What would happen if the Big Four became the Big Three?
Less competition among global auditing firms could mean higher costs for companies
- Arthur Andersen’s dissolution following the Enron scandal of the early 2000s reduced the number of large global accounting firms from five to four. Since then, Deloitte, Ernst & Young, KPMG, and PricewaterhouseCoopers have dominated the industry. A sudden exit by one of these Big Four could cost US clients of the disappearing firm $1.4 billion–$1.8 billion per year in lost “consumer surplus,” according to research by Chicago Booth’s Joseph Gerakos and Chad Syverson.
- The decline in consumer surplus reflects the value lost by a company forced to switch auditors, the drop in auditor options available to a company, and the value a company places on an extended relationship with its audit firm.

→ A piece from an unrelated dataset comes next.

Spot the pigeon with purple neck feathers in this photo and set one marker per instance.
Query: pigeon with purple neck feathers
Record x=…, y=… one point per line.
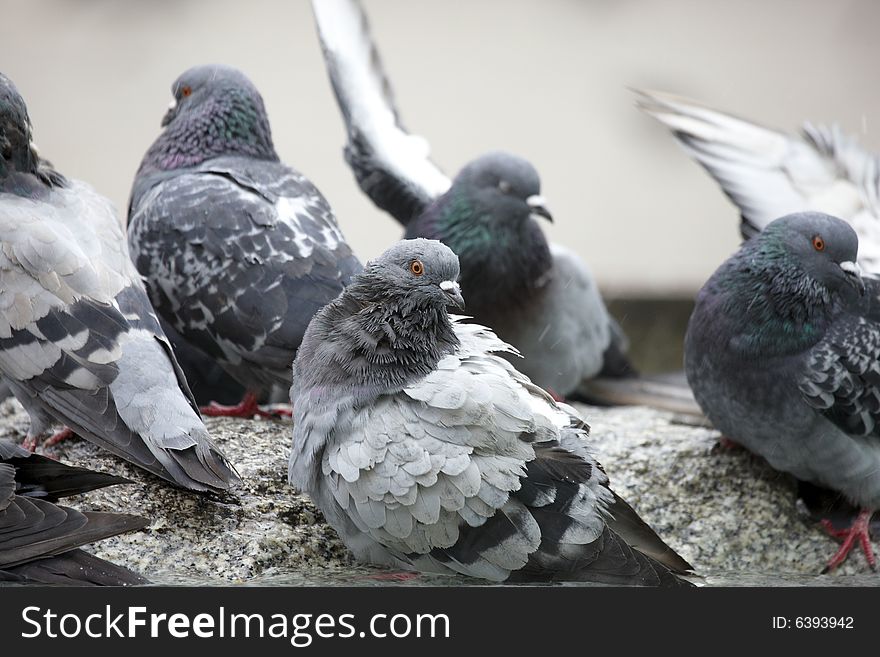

- If smaller firms don’t fill the vacuum, reduced competition among the remaining large auditors would likely lead to higher fees that could add as much as $360 million–$580 million per year, depending on which Big Four firm goes down (see chart). This amount is substantial—total audit fees for public firms amounted to $11 billion in 2010.
- Companies could incur even higher costs if regulators were to force companies to rotate auditors. The researchers find that a mandatory rotation every 10 years could cost US firms approximately $2.4 billion per year in lost consumer surplus.